Clegg won’t join without proportional representation; Cameron says he won’t
countenance such a ‘con’. Indeed, it runs deeper than that. Iain Martin has canvassed Tories from across the
party and found that Cameron will get short shrift if he tries to reform the voting system at all.
There is another consideration. This election has the potential to blow traditional party structure out of the water. Labour’s right will be marginalised by the unions’ grip over the party and Liberal Democrats like David Laws and Clegg (up to a point) have more in common with the One Nation Tories than they do with out and out left wingers like Kennedy and Cable. Laws’ education reforms are subtly market orientated; Clegg’s civil liberties agenda is akin to that of David Davis and Dominic Grieve. The Lib Dem wings are united by PR and largely divided on everything else.
Voting reform damages all three parties equally – there was Damascene about Gordon Brown’s conversion to the cause. A new look right and left could emerge if PR were inaugurated.
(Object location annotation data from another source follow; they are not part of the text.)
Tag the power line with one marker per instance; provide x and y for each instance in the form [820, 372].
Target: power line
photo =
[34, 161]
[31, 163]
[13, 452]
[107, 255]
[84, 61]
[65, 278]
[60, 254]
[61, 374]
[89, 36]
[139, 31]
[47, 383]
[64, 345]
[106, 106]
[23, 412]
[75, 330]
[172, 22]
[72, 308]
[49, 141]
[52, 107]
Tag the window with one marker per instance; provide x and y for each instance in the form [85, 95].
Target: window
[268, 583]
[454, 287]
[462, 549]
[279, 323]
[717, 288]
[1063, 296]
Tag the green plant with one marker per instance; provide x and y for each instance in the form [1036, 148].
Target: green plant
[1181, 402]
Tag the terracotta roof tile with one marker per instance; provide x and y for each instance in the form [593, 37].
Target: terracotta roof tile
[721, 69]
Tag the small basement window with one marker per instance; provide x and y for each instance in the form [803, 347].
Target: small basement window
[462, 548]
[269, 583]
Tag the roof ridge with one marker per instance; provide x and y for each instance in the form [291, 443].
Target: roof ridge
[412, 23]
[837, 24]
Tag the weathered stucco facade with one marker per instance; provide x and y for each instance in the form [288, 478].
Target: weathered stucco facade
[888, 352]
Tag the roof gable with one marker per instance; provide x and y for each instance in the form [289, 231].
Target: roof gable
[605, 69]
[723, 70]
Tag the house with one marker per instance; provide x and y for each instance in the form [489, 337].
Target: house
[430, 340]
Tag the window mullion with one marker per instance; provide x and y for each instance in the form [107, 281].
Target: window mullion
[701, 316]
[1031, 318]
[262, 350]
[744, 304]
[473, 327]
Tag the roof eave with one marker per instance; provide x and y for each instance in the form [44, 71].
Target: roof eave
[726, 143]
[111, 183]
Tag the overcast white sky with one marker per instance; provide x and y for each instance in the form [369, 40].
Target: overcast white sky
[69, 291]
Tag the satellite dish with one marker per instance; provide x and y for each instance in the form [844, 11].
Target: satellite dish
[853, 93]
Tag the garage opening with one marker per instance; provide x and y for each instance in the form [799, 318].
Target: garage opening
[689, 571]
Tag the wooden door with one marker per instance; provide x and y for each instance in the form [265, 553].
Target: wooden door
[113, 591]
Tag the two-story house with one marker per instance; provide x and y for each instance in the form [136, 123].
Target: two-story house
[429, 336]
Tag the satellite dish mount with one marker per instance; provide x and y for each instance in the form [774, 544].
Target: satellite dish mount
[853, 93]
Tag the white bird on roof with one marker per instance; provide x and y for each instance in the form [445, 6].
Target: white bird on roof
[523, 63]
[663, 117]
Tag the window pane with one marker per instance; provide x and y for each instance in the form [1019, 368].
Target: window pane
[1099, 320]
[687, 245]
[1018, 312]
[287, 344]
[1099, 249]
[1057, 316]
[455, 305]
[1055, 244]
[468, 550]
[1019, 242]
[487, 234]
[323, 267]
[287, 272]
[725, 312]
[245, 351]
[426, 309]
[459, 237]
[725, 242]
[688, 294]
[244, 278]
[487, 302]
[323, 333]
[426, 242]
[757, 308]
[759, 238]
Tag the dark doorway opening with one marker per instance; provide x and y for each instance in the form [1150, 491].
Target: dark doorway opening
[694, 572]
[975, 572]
That said the whole issue would evaporate if the Tories confronted their other PR problem, public relations, and expressed their policies coherently. Ten days to go and a Marx Brothers farce over whether or not education reform is funded out of the existing budget has emerged. We’re constantly told that Gove’s reforms are the most radical ever produced, and they are, but it often seems that even Shadow Cabinet haven’t got a clue about what they entails.